NanoString is not mentioned in the table since it covers a maximum of 800 points and not the complete miRnome (the input is also 100ng by the way). I think it would be fairer to compare it to TaqMan array MicroRNA cards (740 points) or any Pathway PCR arrays than to microarrays, NGS and even full miRnome PCR arrays. It is a very different approach that would make sense with projects for which researchers can reduce the set of miRNA to a couple of pathways. And for those projects, the number of targets is the key question for deciding on the method, since direct RT-qPCR may be possible. It’s another topic…
My recommendation for full and fair profiling
You can find several articles (Mestdagh et al Nature Methods 2014 notably) that review the methods for miRNA profiling. As far as I know, none take any clear position, as it is not possible to take a decision among so many options. Thus, my own input here is to share with you what I have noted and to reach a simple and useful conclusion to this complicated story!

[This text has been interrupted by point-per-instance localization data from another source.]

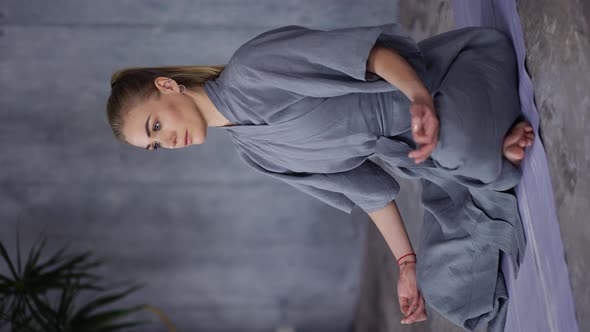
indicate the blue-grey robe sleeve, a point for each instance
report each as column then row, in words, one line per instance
column 367, row 185
column 320, row 63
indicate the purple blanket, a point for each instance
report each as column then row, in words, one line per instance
column 541, row 289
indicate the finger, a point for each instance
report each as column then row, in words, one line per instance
column 431, row 127
column 404, row 305
column 422, row 153
column 417, row 314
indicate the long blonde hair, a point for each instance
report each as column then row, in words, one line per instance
column 134, row 85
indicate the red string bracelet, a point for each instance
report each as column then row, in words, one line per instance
column 410, row 254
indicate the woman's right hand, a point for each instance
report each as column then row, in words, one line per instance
column 425, row 127
column 410, row 298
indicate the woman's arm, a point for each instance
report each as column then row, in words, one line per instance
column 392, row 67
column 389, row 222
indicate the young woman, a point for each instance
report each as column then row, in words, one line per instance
column 309, row 107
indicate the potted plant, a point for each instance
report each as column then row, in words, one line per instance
column 27, row 289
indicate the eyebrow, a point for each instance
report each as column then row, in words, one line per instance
column 147, row 130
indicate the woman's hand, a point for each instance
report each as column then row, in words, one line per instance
column 411, row 301
column 424, row 127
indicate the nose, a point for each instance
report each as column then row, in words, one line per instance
column 172, row 141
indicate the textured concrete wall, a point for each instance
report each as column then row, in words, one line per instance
column 189, row 223
column 556, row 36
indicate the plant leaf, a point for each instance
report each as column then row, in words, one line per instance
column 102, row 301
column 4, row 255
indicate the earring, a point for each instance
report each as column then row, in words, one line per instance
column 181, row 86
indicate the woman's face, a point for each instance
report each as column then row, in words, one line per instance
column 167, row 122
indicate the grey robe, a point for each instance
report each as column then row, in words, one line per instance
column 308, row 113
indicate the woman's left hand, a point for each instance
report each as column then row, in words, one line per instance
column 425, row 127
column 411, row 301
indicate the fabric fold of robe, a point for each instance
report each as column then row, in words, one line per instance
column 308, row 113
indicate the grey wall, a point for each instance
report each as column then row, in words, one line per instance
column 189, row 223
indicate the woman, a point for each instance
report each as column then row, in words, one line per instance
column 309, row 107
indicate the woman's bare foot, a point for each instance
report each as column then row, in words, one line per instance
column 520, row 136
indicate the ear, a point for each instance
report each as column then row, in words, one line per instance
column 164, row 84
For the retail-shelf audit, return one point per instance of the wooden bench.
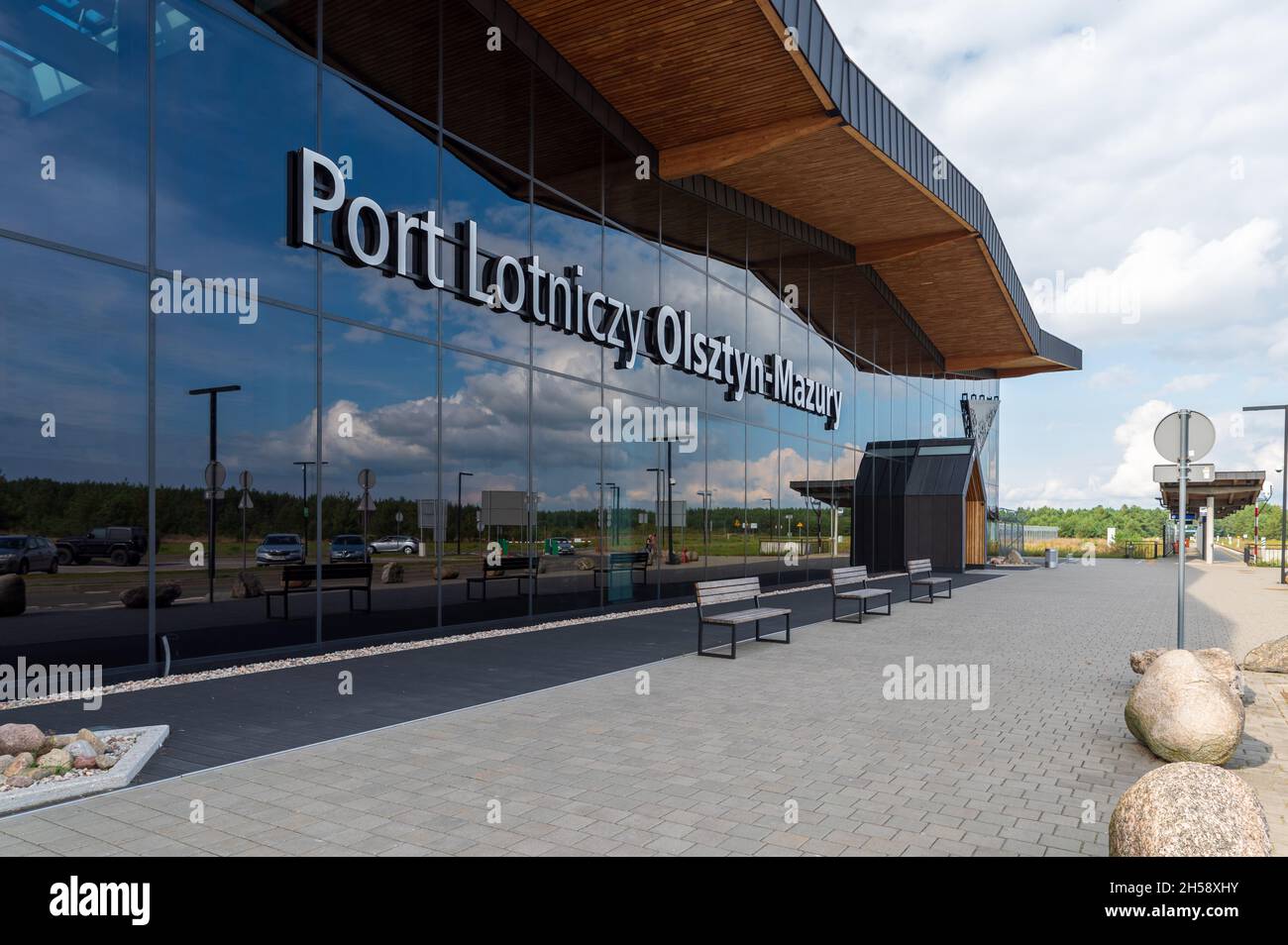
(356, 574)
(629, 562)
(715, 592)
(526, 567)
(921, 566)
(858, 575)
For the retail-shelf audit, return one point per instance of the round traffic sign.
(215, 473)
(1167, 437)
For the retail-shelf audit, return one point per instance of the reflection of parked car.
(121, 545)
(347, 548)
(24, 553)
(404, 544)
(279, 549)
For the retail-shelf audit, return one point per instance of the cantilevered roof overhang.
(1232, 490)
(760, 95)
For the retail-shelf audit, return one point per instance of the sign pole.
(1184, 467)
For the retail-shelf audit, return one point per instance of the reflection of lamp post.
(670, 525)
(658, 493)
(213, 393)
(304, 475)
(616, 490)
(1283, 490)
(459, 475)
(706, 514)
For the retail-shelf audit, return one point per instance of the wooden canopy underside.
(713, 88)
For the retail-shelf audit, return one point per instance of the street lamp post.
(459, 476)
(304, 475)
(213, 393)
(1283, 490)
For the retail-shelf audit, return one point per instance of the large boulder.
(16, 739)
(1270, 657)
(13, 595)
(1216, 661)
(246, 583)
(1183, 712)
(82, 753)
(137, 597)
(1141, 660)
(1189, 810)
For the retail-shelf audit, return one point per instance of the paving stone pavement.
(719, 753)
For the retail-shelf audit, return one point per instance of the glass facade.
(487, 467)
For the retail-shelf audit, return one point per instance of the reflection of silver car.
(403, 544)
(279, 549)
(25, 553)
(347, 548)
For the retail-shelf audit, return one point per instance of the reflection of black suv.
(119, 544)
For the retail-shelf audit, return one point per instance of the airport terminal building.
(554, 308)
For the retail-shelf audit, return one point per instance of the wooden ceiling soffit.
(713, 154)
(897, 249)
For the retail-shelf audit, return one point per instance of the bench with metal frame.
(621, 562)
(497, 572)
(304, 575)
(930, 582)
(715, 592)
(858, 575)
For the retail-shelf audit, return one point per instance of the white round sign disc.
(1167, 437)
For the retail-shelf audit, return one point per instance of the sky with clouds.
(1134, 158)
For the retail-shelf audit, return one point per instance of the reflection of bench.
(921, 566)
(357, 576)
(713, 592)
(848, 577)
(625, 562)
(522, 566)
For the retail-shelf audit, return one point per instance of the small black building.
(918, 498)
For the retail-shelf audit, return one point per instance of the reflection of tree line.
(56, 509)
(52, 507)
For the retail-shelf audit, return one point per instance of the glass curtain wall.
(483, 468)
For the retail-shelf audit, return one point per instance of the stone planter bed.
(71, 766)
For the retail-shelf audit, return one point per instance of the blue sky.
(1134, 155)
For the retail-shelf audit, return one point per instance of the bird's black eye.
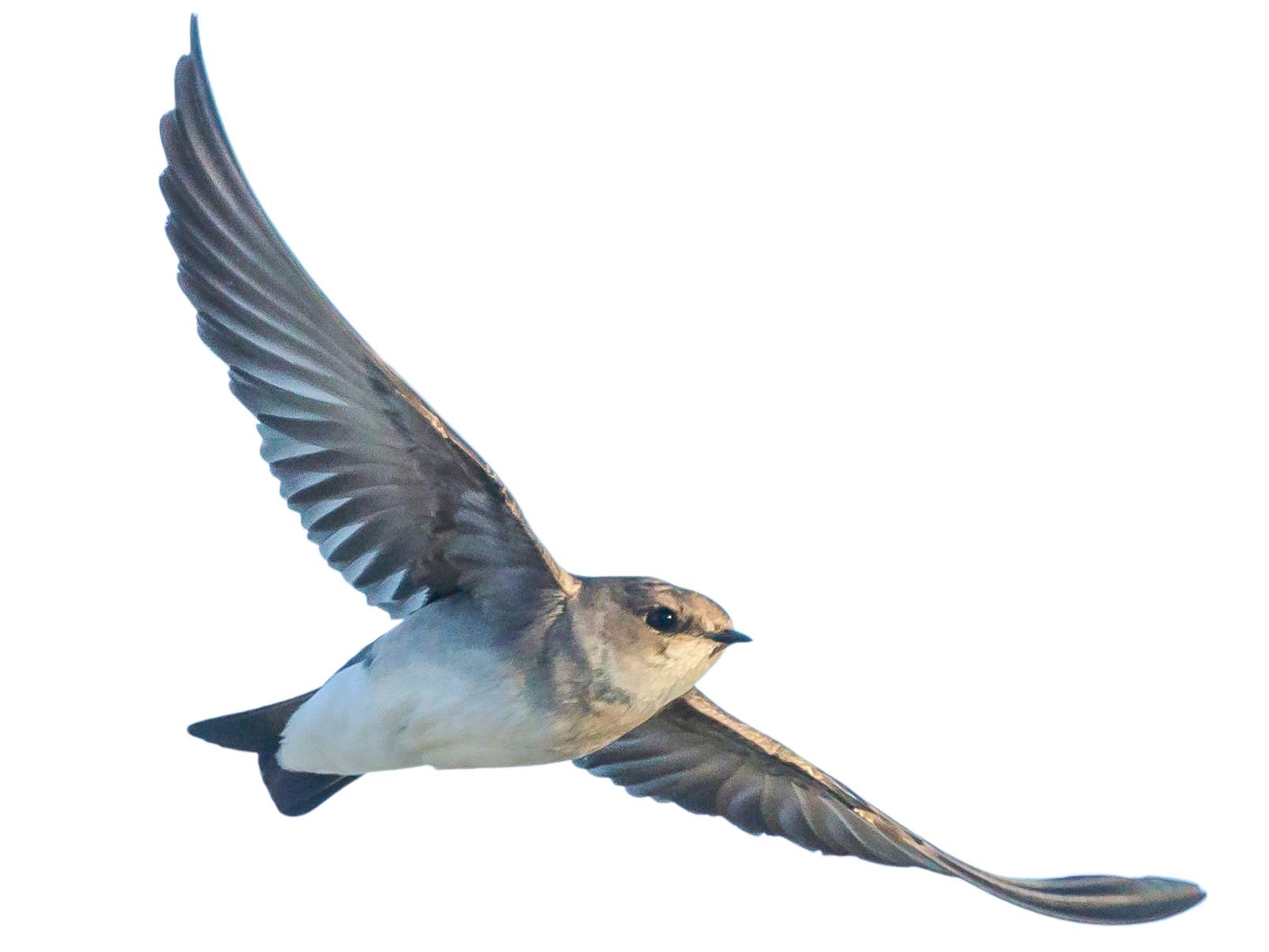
(662, 618)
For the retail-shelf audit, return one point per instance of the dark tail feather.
(259, 731)
(256, 730)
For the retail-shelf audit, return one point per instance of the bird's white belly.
(448, 712)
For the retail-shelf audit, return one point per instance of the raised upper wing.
(396, 500)
(697, 756)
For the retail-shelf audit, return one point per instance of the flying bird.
(500, 656)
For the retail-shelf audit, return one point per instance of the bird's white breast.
(433, 691)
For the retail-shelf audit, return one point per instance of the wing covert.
(697, 756)
(394, 498)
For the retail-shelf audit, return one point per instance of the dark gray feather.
(697, 756)
(383, 483)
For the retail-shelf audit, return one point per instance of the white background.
(929, 339)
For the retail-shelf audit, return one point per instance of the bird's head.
(668, 626)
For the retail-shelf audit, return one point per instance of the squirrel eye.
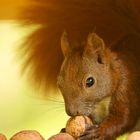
(90, 82)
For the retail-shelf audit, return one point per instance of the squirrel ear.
(95, 46)
(65, 46)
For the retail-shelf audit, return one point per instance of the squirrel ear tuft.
(95, 43)
(65, 46)
(95, 46)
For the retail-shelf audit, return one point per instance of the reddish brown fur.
(117, 22)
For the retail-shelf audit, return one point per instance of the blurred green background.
(20, 107)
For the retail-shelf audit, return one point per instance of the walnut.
(134, 136)
(61, 136)
(27, 135)
(77, 125)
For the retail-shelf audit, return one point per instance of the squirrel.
(90, 50)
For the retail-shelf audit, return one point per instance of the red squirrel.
(96, 64)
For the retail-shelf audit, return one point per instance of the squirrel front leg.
(120, 119)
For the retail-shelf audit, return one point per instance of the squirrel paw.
(92, 133)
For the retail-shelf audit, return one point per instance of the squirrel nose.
(73, 112)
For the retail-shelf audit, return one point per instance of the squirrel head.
(85, 75)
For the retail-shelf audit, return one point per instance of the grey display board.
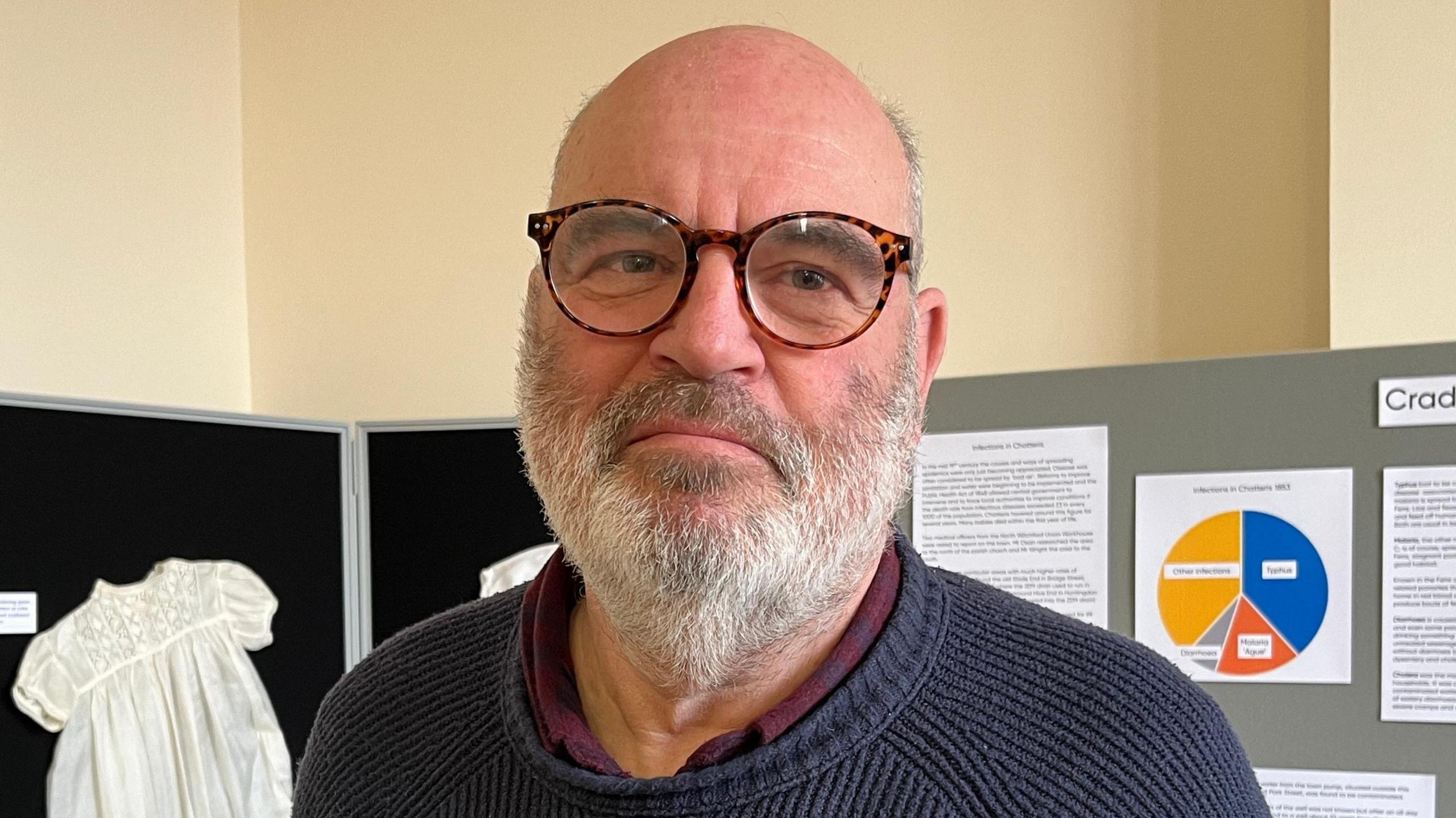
(1314, 409)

For whole miRnome profiling, 3D-gene microarray technology can reveal variations and constants through samples. And so it brings biomarker signatures and a set of references. And no other profiling method can do it with so much sensitivity, reproducibility and accuracy, except NGS. But they are far more expensive and complicated. Then RT-qPCR validation with the identified references can normalise and confirm the signature and could also help with standardisation. That seems a perfect method possible from 150µl of plasma per sample.
You might think my conclusion that the top choice is 3D-gene microarray profiling combined with qRT-PCR validation, is because tebu-bio is a European platform for both of these technologies. In fact, we are indeed a service provider of this technique combo, purposely because it is the top choice, and it’s our mission to bring researchers the best.